O historiador formado pela Universidade do Estado do Rio de Janeiro (UERJ) e com 15 anos de militância no movimento negro e nas lutas das favelas, David Gomes afirma que o 13 de maio — data que marca a abolição formal da escravidão no Brasil — perdeu centralidade no calendário do movimento negro, embora ainda mantenha relevância simbólica e institucional.
“Não é mais a principal data no calendário do movimento negro, o 20 de novembro ocupou esse lugar, mas o 13 de maio ainda tem uma importância simbólica e institucional”, afirma David. Segundo ele, o fortalecimento do 20 de novembro — Dia da Consciência Negra, que remete à morte de Zumbi dos Palmares — permitiu um novo olhar sobre o 13 de maio.

Agora, a visão é mais crítica e comprometida com uma análise profunda da luta do povo negro no Brasil. “A abolição foi fruto de muita luta e resistência, e, principalmente, ainda está inconclusa”, destaca.
Nesse sentido, o historiador pontua que o 13 de maio é hoje compreendido como um marco em aberto, que evidencia a permanência dos desafios enfrentados pela população negra. “Diversos coletivos, organizações do movimento negro, veículos da imprensa negra e núcleos de pesquisa acadêmica continuam organizando eventos na semana do 13 de maio até hoje pelo Brasil, não numa perspectiva de celebração, mas sob um olhar histórico e crítico.”

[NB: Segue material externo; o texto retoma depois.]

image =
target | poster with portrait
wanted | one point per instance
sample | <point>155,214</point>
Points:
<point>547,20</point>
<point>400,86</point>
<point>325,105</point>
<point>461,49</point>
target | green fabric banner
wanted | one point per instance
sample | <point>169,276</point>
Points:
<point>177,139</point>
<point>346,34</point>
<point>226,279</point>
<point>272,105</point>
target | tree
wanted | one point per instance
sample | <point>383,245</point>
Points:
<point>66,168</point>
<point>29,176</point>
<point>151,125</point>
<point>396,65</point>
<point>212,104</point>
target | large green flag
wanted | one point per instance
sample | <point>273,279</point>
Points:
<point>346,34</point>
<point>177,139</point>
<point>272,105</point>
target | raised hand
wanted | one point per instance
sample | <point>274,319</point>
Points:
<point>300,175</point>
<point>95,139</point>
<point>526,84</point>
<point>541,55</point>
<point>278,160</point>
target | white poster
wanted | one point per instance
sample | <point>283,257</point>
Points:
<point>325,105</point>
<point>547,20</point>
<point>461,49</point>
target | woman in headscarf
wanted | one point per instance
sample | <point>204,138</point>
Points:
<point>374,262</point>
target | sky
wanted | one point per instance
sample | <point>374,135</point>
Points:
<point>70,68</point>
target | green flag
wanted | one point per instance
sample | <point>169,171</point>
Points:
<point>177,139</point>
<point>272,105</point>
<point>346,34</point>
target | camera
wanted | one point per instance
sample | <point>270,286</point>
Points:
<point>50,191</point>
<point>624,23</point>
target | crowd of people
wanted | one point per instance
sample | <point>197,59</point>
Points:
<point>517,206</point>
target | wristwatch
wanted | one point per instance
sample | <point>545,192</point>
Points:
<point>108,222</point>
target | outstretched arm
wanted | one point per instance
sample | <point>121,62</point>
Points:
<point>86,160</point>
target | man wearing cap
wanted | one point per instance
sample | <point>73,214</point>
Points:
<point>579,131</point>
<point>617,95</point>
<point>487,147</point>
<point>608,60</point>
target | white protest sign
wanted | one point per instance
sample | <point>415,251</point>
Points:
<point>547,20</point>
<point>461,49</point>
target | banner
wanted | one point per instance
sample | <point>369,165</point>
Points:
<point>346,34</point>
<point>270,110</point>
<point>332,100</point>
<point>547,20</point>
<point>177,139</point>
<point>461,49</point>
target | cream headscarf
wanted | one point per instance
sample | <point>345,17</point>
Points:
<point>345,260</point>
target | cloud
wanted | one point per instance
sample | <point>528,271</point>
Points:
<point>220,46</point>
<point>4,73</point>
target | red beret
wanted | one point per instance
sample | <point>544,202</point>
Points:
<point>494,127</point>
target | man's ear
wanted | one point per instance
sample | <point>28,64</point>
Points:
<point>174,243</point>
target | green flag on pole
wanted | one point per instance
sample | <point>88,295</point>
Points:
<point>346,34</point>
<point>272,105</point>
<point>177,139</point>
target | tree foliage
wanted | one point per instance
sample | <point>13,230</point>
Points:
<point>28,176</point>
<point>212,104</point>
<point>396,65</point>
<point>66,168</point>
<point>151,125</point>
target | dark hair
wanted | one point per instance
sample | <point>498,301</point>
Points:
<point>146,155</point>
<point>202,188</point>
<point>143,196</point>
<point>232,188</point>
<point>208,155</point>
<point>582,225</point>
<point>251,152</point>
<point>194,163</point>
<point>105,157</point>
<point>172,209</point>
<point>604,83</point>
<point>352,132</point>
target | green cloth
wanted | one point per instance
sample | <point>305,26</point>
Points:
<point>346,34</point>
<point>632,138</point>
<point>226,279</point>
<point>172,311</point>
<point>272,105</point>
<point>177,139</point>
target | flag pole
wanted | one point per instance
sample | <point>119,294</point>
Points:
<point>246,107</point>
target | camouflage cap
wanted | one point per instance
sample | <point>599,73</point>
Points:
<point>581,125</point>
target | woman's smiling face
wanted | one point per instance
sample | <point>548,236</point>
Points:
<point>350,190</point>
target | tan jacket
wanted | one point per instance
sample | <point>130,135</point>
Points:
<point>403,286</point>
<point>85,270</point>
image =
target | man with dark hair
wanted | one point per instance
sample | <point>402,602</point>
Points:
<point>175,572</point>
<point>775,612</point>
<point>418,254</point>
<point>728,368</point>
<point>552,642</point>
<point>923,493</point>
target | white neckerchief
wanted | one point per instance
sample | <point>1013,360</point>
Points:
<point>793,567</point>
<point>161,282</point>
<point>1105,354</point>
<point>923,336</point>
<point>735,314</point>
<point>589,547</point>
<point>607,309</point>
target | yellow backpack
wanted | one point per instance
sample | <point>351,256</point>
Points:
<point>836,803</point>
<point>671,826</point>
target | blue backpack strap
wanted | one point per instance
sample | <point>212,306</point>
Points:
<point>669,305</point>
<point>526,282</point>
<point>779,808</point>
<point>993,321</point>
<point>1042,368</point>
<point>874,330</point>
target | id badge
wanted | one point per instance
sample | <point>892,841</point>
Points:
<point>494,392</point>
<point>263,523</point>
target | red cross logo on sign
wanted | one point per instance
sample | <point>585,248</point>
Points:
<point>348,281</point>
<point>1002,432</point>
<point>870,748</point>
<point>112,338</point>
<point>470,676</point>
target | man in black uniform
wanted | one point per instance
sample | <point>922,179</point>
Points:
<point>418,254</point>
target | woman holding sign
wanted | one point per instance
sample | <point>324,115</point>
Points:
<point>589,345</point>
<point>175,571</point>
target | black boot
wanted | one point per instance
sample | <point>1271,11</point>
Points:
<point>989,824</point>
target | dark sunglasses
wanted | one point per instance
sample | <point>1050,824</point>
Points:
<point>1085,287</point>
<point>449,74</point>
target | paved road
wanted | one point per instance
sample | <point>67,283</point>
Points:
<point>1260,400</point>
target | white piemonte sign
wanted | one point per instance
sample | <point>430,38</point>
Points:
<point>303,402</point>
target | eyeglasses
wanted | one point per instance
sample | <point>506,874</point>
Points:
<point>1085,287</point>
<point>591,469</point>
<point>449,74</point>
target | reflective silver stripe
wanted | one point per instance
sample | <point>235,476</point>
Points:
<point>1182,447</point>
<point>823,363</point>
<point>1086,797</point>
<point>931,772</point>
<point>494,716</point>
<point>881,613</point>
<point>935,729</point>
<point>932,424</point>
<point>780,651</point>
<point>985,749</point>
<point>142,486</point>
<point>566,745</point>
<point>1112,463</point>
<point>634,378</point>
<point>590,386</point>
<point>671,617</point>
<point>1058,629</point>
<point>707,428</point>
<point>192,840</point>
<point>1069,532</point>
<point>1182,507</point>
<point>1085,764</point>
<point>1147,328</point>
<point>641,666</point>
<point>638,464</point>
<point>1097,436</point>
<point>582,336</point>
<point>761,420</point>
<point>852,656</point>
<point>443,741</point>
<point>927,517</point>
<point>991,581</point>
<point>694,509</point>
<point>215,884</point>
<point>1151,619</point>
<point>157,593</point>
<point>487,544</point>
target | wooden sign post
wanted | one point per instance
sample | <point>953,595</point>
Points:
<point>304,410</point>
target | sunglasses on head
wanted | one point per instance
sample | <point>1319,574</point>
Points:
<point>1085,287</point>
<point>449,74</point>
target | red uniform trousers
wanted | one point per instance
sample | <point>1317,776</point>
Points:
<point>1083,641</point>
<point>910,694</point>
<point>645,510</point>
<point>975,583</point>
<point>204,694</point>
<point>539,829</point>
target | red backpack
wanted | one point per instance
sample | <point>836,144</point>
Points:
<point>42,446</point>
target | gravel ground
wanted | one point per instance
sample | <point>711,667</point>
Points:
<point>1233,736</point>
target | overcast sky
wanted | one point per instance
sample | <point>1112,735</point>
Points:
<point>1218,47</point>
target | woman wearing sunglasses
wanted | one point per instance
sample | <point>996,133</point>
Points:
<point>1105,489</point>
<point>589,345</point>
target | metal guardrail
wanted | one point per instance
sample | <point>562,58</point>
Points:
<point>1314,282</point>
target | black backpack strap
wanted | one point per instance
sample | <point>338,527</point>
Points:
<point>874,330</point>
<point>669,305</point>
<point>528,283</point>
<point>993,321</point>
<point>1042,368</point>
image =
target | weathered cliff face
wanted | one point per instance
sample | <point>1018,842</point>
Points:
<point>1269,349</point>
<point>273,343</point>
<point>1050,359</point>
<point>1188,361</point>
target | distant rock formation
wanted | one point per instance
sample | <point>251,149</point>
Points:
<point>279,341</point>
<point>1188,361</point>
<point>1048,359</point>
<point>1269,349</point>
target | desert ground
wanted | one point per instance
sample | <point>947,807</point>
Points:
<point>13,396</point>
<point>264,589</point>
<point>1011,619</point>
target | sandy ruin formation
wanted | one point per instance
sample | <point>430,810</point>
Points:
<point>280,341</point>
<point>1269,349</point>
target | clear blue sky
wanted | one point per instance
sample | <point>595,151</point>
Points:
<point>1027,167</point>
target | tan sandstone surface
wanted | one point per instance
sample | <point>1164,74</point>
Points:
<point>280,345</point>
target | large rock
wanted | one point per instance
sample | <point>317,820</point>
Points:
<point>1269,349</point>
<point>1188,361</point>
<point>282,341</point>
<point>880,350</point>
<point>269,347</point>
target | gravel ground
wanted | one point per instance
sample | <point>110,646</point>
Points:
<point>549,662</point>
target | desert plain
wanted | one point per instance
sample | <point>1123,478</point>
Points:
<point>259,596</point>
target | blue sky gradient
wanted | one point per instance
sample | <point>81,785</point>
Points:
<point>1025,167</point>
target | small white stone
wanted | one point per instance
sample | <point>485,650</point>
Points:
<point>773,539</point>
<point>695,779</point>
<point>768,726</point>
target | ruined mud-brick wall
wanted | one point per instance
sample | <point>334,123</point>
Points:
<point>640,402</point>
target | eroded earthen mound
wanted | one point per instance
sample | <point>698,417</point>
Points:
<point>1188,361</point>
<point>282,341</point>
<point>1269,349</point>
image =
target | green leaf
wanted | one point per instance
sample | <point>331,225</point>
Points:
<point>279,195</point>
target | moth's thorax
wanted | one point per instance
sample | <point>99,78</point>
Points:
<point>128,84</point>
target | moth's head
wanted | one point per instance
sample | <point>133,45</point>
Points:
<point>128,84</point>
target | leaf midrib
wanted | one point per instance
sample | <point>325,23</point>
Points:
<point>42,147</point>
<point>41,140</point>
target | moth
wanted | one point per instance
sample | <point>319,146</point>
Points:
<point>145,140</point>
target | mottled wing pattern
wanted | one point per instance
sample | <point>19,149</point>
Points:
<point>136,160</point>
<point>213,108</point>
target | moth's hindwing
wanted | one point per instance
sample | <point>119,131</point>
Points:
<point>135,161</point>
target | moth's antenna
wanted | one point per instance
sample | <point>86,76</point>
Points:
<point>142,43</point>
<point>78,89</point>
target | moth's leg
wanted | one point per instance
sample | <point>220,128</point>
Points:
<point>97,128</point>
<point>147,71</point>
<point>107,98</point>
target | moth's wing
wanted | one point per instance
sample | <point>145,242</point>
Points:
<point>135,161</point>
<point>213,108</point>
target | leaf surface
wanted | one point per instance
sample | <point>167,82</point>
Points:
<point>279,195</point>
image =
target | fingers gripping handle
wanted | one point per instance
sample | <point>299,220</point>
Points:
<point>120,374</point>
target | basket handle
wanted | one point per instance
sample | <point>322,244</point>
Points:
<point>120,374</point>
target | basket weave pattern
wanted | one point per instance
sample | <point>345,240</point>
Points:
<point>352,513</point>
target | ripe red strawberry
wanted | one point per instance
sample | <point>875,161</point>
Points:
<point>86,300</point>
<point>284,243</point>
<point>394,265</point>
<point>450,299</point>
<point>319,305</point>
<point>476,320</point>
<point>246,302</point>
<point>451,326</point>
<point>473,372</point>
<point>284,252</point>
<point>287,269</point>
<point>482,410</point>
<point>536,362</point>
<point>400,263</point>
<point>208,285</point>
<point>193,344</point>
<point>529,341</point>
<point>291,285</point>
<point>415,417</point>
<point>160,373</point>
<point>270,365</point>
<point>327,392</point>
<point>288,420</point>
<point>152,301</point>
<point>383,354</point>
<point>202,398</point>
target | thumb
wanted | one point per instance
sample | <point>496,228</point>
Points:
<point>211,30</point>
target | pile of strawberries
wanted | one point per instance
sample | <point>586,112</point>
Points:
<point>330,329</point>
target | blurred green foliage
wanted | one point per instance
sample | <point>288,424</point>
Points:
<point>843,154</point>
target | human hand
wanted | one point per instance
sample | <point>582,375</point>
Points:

David também reflete sobre o papel do Estado Novo, período autoritário de Getúlio Vargas, na tentativa de moldar uma identidade nacional baseada na suposta harmonia racial. “Foi um período difícil para a classe trabalhadora e ainda mais complexo para o povo negro. O Estado disseminava a ideia de superação do racismo como estratégia de controle social”, analisa.
Ele lembra que foi nesse período que a noção de “democracia racial” ganhou força, sustentada por dois argumentos principais: a miscigenação e a ausência de leis raciais explícitas, como o apartheid sul-africano. Mas o custo desse discurso foi a repressão ao movimento negro organizado: “O Estado perseguiu e desarticulou a Frente Negra Brasileira e o jornal ‘A Voz da Raça’, além de outras organizações da imprensa negra, que denunciavam que o racismo ainda existia.”
Com o avanço das lutas sociais nas décadas seguintes, sobretudo a partir dos anos 1970, o 20 de novembro passou a ser reivindicado como a data central do movimento negro. Para David Gomes, essa mudança representa uma reapropriação da história por parte do povo negro.
“Esse movimento deslocou o protagonismo de uma princesa branca para seus devidos donos: o povo negro organizado. A data faz referência a Zumbi dos Palmares, o maior expoente dessa luta por liberdade”, diz.
O historiador ressalta que reconhecer o passado como instrumento de disputa política e ideológica é fundamental, especialmente diante do crescimento da extrema-direita no Brasil e no mundo. “O movimento negro organizado já sabe disso há muito tempo. O estabelecimento do 20 de novembro como marco de luta, memória e resistência é a prova disso.”